Although there were times when I found it necessary to suspend disbelief about some of the plot developments, I felt enough engagement with the characters to feel able to do so with good humoured tolerance! Tom’s forays into the dark, murky world of espionage, whilst demanding more suspension of disbelief, did allow the author to explore the labyrinthine interrelationships and rivalries between MI6, MI5, Special Branch etc. However, I was able to feel much more straightforwardly engaged with the more realistic complexities of the relationship between Tom and Lydia, and the will they/won’t they ever get married question which continues to hang over it. Each of them is likeable and convincing and at the end of the story I was left wanting to know what will happen to them as the war progresses!

The new character of Marcus Marfield is central to this story and, although it’s impossible to go into detail about why without risking plot-spoilers, the contrast between a character with a “voice from heaven”, a chorister in the King’s College Chapel Choir, and someone hiding dark secrets, created much of the tension which ran throughout the novel.

As in Nucleus, the previous book I read in this series, one of the things I enjoyed most about this story was the way in which Rory Clements interwove historical events into his story-telling, adding an authenticity which drove the narrative. He captured the massive political turbulence of the time and demonstrated the power of the huge propaganda “war” which was being waged, with Britain, France desperate to secure American support, and Germany equally determined that the US should remain neutral. The Germans’ attempt to shift the blame onto the British for the torpedoing of the Athenia, was done with the purpose of encouraging the American people to maintain their neutrality. He also illustrated how the conflicting political factions which held sway in Britain, France and Spain at that time posed almost as dangerous and divisive as the threat from Germany – given what is happening with the current Brexit negotiations there were moments when all of this felt far too depressingly familiar!
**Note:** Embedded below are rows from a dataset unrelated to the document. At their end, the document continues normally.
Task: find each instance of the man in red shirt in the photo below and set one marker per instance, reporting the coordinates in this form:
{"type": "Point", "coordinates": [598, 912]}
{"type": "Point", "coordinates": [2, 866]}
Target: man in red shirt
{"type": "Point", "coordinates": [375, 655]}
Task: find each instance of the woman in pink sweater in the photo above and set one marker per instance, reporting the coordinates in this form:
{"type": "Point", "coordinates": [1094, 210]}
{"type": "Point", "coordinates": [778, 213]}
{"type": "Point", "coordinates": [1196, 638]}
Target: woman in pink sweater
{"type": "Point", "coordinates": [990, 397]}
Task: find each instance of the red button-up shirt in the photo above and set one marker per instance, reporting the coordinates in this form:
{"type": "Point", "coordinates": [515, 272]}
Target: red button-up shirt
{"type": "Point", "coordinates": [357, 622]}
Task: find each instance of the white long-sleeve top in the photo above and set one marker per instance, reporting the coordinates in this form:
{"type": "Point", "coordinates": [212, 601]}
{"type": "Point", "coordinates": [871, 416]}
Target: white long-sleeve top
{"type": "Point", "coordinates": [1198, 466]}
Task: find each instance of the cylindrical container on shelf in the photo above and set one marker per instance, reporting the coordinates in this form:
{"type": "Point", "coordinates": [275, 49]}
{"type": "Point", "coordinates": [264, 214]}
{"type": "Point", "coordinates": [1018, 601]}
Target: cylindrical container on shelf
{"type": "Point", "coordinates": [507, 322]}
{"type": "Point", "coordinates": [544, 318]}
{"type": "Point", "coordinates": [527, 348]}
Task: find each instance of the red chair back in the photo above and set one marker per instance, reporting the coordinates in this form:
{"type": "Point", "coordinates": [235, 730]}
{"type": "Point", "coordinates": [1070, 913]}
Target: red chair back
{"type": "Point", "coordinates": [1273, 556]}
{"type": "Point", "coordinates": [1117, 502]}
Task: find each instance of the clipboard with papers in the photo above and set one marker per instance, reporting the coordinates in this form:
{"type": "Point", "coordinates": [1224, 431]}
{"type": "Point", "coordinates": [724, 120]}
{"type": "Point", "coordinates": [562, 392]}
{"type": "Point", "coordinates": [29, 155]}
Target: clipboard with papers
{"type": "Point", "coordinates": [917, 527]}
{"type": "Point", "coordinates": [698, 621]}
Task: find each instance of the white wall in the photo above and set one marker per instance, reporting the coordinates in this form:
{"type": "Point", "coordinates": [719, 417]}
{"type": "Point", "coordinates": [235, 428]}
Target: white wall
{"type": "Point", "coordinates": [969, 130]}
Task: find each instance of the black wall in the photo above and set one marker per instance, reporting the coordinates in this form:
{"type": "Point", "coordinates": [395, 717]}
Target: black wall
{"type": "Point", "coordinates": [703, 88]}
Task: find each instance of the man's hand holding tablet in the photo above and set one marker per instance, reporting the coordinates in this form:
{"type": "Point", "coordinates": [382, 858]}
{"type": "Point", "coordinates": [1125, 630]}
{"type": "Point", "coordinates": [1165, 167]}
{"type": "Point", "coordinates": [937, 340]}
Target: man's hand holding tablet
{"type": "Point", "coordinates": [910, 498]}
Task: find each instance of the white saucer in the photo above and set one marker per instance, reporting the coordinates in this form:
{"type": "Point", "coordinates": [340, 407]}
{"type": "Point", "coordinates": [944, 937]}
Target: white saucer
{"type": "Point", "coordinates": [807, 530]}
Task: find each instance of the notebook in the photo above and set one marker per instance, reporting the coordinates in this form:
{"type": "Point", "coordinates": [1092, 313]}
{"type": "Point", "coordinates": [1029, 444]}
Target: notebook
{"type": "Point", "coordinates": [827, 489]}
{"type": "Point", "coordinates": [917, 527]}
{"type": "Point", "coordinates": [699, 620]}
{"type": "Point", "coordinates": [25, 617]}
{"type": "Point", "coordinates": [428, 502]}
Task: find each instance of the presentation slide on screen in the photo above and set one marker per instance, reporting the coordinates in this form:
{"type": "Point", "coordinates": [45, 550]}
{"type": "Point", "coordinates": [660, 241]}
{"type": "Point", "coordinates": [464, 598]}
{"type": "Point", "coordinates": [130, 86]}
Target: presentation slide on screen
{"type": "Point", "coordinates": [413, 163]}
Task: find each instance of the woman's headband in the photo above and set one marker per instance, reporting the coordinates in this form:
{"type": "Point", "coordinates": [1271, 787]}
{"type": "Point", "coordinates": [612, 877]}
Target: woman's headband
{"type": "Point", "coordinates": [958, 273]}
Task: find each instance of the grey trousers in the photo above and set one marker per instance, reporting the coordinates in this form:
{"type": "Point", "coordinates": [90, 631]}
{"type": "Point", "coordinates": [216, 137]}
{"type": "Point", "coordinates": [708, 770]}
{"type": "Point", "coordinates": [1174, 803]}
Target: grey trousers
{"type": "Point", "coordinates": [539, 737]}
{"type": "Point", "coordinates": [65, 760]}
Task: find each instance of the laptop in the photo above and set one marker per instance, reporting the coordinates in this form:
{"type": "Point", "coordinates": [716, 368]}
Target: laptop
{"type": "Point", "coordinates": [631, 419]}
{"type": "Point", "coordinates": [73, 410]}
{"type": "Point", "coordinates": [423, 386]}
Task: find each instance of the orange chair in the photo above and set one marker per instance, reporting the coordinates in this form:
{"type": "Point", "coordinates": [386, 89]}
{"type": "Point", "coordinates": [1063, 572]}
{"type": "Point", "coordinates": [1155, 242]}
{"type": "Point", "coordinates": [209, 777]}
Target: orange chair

It is clear that Rory Clements has researched this period well and made use of the knowledge he gained to create an evocative sense of place and convincing contemporary dialogue, something which certainly added to my enjoyment of this story. His inclusion at the end of the book of excerpts from contemporary diary entries, letters etc. provided not only fascinating and moving insights into the lives of ordinary people but reinforced just how effectively he had used his research throughout all aspects of his storytelling.